Re: Sketch of a fix for that truncation data corruption issue

From: Robert Haas <robertmhaas(at)gmail(dot)com>
To: Tom Lane <tgl(at)sss(dot)pgh(dot)pa(dot)us>
Cc: PostgreSQL Hackers <pgsql-hackers(at)lists(dot)postgresql(dot)org>
Subject: Re: Sketch of a fix for that truncation data corruption issue
Date: 2018-12-11 05:28:11
Message-ID: CA+TgmoYEO8xEio7YVU1rwfzU3O2id6NhzO_gRpcvAPfLyXeHig@mail.gmail.com
Views: Raw Message | Whole Thread | Download mbox | Resend email
Thread:
Lists: pgsql-hackers

On Tue, Dec 11, 2018 at 5:39 AM Tom Lane <tgl(at)sss(dot)pgh(dot)pa(dot)us> wrote:
> We got another report today [1] that seems to be due to the problem
> we've seen before with failed vacuum truncations leaving corrupt state
> on-disk [2]. Reflecting on that some more, it seems to me that we're
> never going to get to a solution that everybody finds acceptable without
> some rather significant restructuring at the buffer-access level.
> Since looking for a back-patchable solution has yielded no progress in
> eight years, what if we just accept that we will only fix this in HEAD,
> and think outside the box about how we could fix it if we're willing
> to change internal APIs as much as necessary?

+1.

> 9. If actual truncation boundary was different from plan, issue another
> WAL record saying "oh, we only managed to truncate to here, not there".

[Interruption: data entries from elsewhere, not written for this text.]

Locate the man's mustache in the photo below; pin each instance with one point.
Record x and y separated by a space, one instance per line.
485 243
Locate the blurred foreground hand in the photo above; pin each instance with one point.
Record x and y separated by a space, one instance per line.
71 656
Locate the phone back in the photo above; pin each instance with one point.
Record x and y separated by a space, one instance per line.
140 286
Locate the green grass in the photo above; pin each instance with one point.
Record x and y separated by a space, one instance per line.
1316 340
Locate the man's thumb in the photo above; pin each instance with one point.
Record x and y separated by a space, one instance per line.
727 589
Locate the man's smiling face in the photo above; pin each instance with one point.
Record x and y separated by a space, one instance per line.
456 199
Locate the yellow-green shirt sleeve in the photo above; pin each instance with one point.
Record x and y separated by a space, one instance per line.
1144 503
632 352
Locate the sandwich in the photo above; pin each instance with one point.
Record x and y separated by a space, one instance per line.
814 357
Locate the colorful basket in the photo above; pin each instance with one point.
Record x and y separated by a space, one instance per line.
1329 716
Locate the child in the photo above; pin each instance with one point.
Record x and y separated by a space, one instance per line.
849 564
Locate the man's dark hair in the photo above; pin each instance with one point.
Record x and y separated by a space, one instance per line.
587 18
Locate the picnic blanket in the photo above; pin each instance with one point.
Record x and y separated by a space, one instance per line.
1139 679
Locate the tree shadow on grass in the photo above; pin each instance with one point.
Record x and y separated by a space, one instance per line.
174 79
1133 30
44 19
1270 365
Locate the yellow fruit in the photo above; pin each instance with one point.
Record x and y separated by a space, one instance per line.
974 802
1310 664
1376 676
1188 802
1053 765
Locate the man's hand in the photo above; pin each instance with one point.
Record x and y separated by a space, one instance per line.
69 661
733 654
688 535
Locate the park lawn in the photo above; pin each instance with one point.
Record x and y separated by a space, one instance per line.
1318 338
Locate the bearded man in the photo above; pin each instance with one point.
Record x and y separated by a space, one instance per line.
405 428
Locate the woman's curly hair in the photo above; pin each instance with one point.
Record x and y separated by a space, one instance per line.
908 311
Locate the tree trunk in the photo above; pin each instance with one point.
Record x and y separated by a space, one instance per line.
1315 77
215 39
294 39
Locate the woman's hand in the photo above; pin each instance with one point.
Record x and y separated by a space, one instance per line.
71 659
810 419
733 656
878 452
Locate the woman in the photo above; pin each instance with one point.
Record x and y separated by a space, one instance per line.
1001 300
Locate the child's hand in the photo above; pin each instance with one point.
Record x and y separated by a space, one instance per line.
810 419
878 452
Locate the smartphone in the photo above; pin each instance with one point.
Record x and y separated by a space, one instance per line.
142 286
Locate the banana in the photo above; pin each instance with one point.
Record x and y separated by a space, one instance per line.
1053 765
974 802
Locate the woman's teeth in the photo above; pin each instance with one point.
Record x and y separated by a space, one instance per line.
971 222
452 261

I don't entirely understand how this fix addresses the problems in
this area, but this step sounds particularly scary. Nothing
guarantees that the second WAL record ever gets replayed.

> * "Only managed to truncate to here" record: write out empty heap
> pages to fill the space from original truncation target to actual.
> This restores the on-disk situation to be equivalent to what it
> was in master, assuming all the dirty pages eventually got written.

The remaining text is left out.